総長は、甘くて危険な吸血鬼 Ⅱ
現れたのは、長い前髪をセンターで分け、茶色の髪を低い位置で一つに結んだ、中性的な雰囲気の人だった。
琥珀と同じように黒いスーツを着こなしている。
「…というか、その子って…」
「あー……えっと、大学でちょっと縁があって。」
じっと見つめられて、それから、ふっと表情を和らげた。
「朝宮胡桃さん、だよね。噂は聞いてる。」
「え、噂……?」
「君、吸血鬼とハンターの間じゃちょっとした有名人だよ。」
え、私ってハンターの間でも有名人なの…?
「……理央、余計なこと言わなくていいから」
「別にいいだろ。事実なんだし。あ、俺は橘理央だ。琥珀の同僚。」
「は、はじめまして……朝宮胡桃です!」
琥珀の同僚ってことは…この人もヴァンパイアハンターってことだよね。
「こいつがいつもお世話になってます。」
「保護者かよ。ただの友達だっての」
橘さんは腕時計をちらりと見て、琥珀の襟首を掴んだ。
「やば、あと五分で集合だ。行くぞ琥珀」
「……はーい。
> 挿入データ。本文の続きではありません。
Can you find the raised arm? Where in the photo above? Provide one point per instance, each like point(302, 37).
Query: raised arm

」
ずるずると連行されながら、琥珀がふと振り返った。
「胡桃も参加するんでしょ?来ないの?」
「あ、うん!行く!」
二人の後ろをついて歩き出しながら、私は琥珀の背中がわずかにふらついているのを見た。
それを橘さんが、さりげなく腕を支えてカバーしている。
……三日も寝てないのに、これから訓練なんて。
本当に大丈夫かな……。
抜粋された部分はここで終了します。